This is a submission for the Built with Google Gemini: Writing Challenge
What I Built with Google Gemini
I built an AI Halloween Costume Generator because picking a costume is harder than it should be. You either spend hours scrolling through the same generic ideas online, or you have a vague concept but no clue how to actually make it. I wanted something that could take any input a text idea, a photo, or literally nothing and turn it into a complete DIY guide with materials, steps, and visuals.
The app works three ways. You can search for costume ideas by typing anything ("costumes for my dog," "spooky sci-fi"), and it gives you five different concepts to pick from. You can upload a photo of an object, person, or pet, and it generates a costume based on that image. Or if you're completely stuck, there's a "Surprise Me" button that creates something random.

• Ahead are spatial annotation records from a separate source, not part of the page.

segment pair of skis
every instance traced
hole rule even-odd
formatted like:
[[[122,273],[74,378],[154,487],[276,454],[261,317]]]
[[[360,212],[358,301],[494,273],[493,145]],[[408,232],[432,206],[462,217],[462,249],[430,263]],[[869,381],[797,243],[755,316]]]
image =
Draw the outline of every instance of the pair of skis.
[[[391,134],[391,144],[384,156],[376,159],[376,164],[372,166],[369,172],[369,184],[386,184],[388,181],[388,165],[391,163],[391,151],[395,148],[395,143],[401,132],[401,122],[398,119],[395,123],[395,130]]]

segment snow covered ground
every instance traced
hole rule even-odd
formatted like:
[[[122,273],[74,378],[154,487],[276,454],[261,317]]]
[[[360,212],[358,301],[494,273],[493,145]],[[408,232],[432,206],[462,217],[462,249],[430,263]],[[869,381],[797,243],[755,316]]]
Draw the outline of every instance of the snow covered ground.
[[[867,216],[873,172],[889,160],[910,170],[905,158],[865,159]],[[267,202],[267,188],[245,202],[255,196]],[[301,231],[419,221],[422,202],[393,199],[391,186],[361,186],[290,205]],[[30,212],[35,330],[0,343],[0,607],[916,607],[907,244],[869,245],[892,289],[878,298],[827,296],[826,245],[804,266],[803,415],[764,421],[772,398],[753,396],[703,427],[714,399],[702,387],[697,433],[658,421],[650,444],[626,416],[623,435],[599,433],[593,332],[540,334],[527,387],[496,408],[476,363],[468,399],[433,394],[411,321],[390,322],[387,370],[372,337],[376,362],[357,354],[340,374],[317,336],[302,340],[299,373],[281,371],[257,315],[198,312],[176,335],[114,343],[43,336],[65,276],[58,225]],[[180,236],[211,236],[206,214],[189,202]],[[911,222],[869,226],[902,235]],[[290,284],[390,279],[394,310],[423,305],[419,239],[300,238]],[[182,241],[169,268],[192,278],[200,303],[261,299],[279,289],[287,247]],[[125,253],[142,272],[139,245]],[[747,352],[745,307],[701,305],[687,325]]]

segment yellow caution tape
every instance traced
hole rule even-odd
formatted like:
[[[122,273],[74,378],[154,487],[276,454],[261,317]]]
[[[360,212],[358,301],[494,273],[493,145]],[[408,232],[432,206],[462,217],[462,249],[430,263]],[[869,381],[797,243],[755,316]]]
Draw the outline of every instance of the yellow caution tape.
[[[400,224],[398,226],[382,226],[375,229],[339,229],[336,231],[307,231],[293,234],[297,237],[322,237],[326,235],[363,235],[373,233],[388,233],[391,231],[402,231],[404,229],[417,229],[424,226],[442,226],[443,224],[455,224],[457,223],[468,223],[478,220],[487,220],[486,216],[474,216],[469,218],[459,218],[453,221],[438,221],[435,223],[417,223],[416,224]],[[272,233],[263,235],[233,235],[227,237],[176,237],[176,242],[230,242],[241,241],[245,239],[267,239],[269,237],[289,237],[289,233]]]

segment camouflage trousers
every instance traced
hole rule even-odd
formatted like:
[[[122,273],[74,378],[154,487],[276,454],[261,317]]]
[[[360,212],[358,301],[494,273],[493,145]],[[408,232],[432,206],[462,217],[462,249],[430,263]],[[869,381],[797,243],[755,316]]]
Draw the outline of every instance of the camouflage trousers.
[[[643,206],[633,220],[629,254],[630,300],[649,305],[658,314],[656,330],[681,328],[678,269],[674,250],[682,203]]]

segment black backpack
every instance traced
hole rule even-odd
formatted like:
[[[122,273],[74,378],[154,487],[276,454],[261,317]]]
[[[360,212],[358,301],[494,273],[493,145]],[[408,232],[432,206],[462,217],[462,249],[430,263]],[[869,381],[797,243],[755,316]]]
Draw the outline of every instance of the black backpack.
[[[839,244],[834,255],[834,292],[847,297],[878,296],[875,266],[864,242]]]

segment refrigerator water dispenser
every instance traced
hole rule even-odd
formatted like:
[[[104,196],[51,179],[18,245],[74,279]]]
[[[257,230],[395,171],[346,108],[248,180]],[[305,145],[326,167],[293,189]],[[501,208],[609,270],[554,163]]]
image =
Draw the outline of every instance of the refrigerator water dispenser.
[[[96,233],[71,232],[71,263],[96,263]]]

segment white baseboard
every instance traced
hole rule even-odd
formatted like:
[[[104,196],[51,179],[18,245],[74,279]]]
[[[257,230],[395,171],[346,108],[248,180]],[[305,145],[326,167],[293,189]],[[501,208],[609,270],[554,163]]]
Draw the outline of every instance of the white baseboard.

Once you pick an idea, you get a full breakdown with materials, estimated cost, difficulty level, and step-by-step instructions. The interesting part is the visuals. Instead of generic stock photos or disconnected diagrams, each instruction step has an image that builds on the previous one. You literally watch the costume come together piece by piece.
I used three different Gemini models for this. gemini-2.5-flash handles all the text generation and structured data costume names, descriptions, materials lists, instructions. I defined a JSON schema so the output is always consistent and easy to work with. imagen-4.0-generate-001 creates the first image for each costume guide. Then gemini-2.5-flash-image-preview does something cool it takes the previous step's image and adds the new elements described in the current step. So instead of generating five separate images, it's building one image progressively.
That additive image generation was the hardest part to get right. The model needs to understand what's already in the image, what the text is asking it to add, and how to blend them naturally. It took experimentation to figure out the right prompts and image parameters, but when it works, it makes the instructions way easier to follow than text alone.
Demo
What I Learned
I learned that multimodal doesn't just mean "uses images and text." It's about how those modes interact. The additive image feature only works because the model can see the previous image and understand the text instruction at the same time. That's different from just generating images from text prompts.
Structured outputs made this project manageable. Without the JSON schema, I'd be parsing freeform text and dealing with inconsistent formats. With it, I know exactly what I'm getting back every time, which makes building a UI straightforward.
The search feature taught me something about prompt design. Asking for "five costume ideas" in one call is way more efficient than making five separate calls, and the results are actually more diverse because the model can differentiate them in context.
Google Gemini Feedback
The image editing model (gemini-2.5-flash-image-preview) was the star here. Being able to iteratively build on an image is powerful and not something I've seen done well elsewhere. It worked better than I expected for this use case.
Structured outputs continue to be essential. They're the difference between a prototype and something you can actually ship.
The friction came from tuning the image generation. Sometimes the additive steps would drift from the original concept, or the model would reinterpret elements instead of just adding to them. I had to be specific in the prompts about what to preserve and what to add. It wasn't a model limitation as much as figuring out how to communicate clearly with it.
One thing I'd like is better control over image composition in the editing model. Being able to specify regions or layers would make the additive process more predictable. But overall, the multimodal capabilities let me build something I couldn't have built otherwise.